I’m planning on using two 24VDC motors (one to drive each roll) and the G2 Dual high powered driver board to control the motors.
I am wondering if there will be an issue with current being generated on the unwind roller and feeding back into the driver board?
also, does it make sense or is it possible to utilize “brake” function described int he docs to help with the tension control. if so, what would be the best approach?
The current generated by the rotation of the unpowered motor should not be a problem for your motor driver, but it could be a problem for your power supply if you are using something other than a battery since many other supplies do not deal with reverse current well. If that is the case, then you might consider using one of our shunt regulators.
I do not understand what you are trying to use the braking functionality of the driver for. Can you describe your application more and what you mean by “tension control”? Some pictures or drawings of your setup would probably be helpful too.
Thanks for the reply. I’m using a Meanwell NDR-120-24 power supply, and spec sheet indicates it has overvoltage protection of 29-33 volts, so seems like it might be ok. Not sure how to determine exactly though.
I may be misunderstanding the braking functionality, but in roll-to-roll manufacturing one way to make sure the web (fabric or sheet material) is rolled nicely and doesn’t sag is to maintain some tension on the material via the unwinding roll, so it meters out in controlled fashion. Was envisioning being able to have the unwinding motor provide some level of resistance with the brake as the other one pulls.
There will inherently be some level of resistance from the unpowered motor in your setup due to its cogging torque (unless you apply some method to avoid that, like using a clutch), but I do not think the braking operation of our G2 High-Power Motor Drivers will be useful for helping you tension the material roll like you were envisioning. The braking operation of the driver just means that the outputs are shorted to ground when power is not being applied on the motor. That will add to the motor’s mechanical resistance, but it is not going to be something that you can dynamically adjust.
Thanks for your help. Hopefully the motor’s mechanical resistance will get us where we need to be for our testing.
Looking at the G2 board’s documentation it says the A & B connections to the motor short to ground when PWM is set to low (0V). I currently have my code set up to set the unwinding motor to low while the other is running. Do you think that is the best setting or would it be better to disable the driver?

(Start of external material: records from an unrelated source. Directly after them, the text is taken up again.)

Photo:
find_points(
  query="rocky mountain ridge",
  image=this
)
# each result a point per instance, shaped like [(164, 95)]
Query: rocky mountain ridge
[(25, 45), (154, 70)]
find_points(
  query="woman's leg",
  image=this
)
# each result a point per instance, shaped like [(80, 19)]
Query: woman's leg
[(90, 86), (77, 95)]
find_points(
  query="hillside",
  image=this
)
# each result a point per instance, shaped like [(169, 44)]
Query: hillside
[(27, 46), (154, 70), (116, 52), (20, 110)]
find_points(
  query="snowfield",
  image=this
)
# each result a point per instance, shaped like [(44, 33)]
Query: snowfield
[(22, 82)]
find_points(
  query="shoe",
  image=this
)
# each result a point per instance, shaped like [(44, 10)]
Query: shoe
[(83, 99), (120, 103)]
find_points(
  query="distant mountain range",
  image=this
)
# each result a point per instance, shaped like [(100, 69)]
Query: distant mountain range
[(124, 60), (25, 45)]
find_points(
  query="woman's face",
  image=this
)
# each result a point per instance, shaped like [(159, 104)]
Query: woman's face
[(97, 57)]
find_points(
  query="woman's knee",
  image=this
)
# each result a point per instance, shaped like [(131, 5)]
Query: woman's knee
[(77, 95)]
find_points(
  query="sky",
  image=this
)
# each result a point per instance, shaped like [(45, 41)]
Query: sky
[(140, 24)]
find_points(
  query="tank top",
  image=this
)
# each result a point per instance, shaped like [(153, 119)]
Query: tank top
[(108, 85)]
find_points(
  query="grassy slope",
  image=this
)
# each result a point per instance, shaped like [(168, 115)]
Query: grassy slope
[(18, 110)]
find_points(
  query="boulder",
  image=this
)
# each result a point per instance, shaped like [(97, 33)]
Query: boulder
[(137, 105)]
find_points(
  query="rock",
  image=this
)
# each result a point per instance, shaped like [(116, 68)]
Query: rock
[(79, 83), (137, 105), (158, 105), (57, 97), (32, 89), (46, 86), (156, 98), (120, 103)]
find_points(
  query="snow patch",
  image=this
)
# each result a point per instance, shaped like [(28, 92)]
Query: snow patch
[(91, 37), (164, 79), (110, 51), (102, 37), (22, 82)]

Also, I was trying to spec out the shunt regulator you suggested. My 24V power supply lists over voltage regulation at 29-33V. I presume I want a 33V shunt. The motor has minimal documentation but lists 24V 15W 5K on the label. Would you recommend the 33V 15W shunt? https://www.pololu.com/product/3777
Putting the driver into its low-power sleep mode will make the driver outputs high-impedance (i.e. they will be floating), so if you find that the unpowered gearmotor in your setup is creating too much mechanical resistance, disabling the driver might be one way you could reduce that. But it sounds like you are expecting the main issue to be not having enough tension in your system, so you are probably better off leaving the driver enabled.
Typically, the set point voltage for your regulator should be about 10% above the supply voltage you are trying to protect, so we would recommend the 26.4V, 15W shunt regulator. If you use the higher voltage version with your supply then its over-voltage protection could just shut down the supply before the shunt regulator can dissipate any of the energy that caused the voltage spike.
I am not sure exactly what parameter the 15W label on your motor refers to, so it is hard to be certain whether or not the shunt regulator will be sufficient.